One unspoken rule of maintaining a social media presence is, “don’t feed the trolls.”Tweet
If the trolls get too out of hand, consider using the muting function on social media sites like Twitter, Facebook, or Instagram. It can be a waste of time and energy to confront these people. Instead, and comment on overarching anti-science themes without engaging with combative followers directly. Don’t quote these people in your tweets, either — it will give them a platform for their misinformed opinions.
6. Use social media scheduling tools.
The ideal social media presence would both post original content (for example, links to scientific content which are explained to a general audience) and engage with followers (replying to people, sharing social media posts, etc.).
If you’re pressed for time, you can use an automatic social media scheduling tool to post for you while you are running experiments, teaching, or otherwise busy. I use Recurpost, which is a free tool that allows you to schedule social media content to post to a variety of social media sites.
Additional Resources for Scientists on Social Media
Here are a few other resources for scientists using social media for science communication:
- How to Use Twitter for Science Communication, American Geophysical Union
- Communicating Science Online, American Association for the Advancement of Science
- Social Media for Scientists, The American Society for Cell Biology
- Scientist Guide to Social Media, Association for the Sciences of Limnology and Oceanography
- Using Twitter in University Research, Teaching, and Impact Activities, London School of Economics
Conclusion and Key Takeaways
Most scientists are not used to promoting themselves.

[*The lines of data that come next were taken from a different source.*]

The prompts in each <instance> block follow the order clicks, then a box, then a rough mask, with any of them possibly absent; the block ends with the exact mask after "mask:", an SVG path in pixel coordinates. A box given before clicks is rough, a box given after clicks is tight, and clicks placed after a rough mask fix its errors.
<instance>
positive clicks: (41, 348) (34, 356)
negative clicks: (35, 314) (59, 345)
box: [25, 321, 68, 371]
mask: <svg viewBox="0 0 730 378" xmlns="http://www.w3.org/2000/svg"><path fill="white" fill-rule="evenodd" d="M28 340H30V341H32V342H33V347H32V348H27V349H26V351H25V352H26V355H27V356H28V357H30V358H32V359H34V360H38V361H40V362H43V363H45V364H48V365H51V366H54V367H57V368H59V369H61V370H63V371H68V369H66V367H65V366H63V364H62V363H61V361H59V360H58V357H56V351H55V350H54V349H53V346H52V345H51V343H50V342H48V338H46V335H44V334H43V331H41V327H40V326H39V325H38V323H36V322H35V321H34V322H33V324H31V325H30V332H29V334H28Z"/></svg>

Many scientists may feel that the facts will speak for — and promote — themselves; yet, as we’re learning in the pandemic, the facts can get buried if scientists and science communicators do not do a good job of communicating science to the public.
Scientists can use social media sites like Twitter to promote scientific truths and help others develop an appreciation for critical thinking. Effective science communication can be as simple as setting up a Twitter account to talk about science and dispel myths and fake news in real time. A SciComm blog can be a great companion to a social media account for more longform articles explaining important concepts — and, used in conjunction with social media, can amplify the impact of research.
The key to success in social media strategy for scientists — or for anyone — is to start small and grow over time. Social media can connect scientists to policymakers, media, and the general public. An effective social media strategy for scientists can help improve their science communication skills and boost the public’s science literacy — all of which maximizes research impact. It’s a win-win!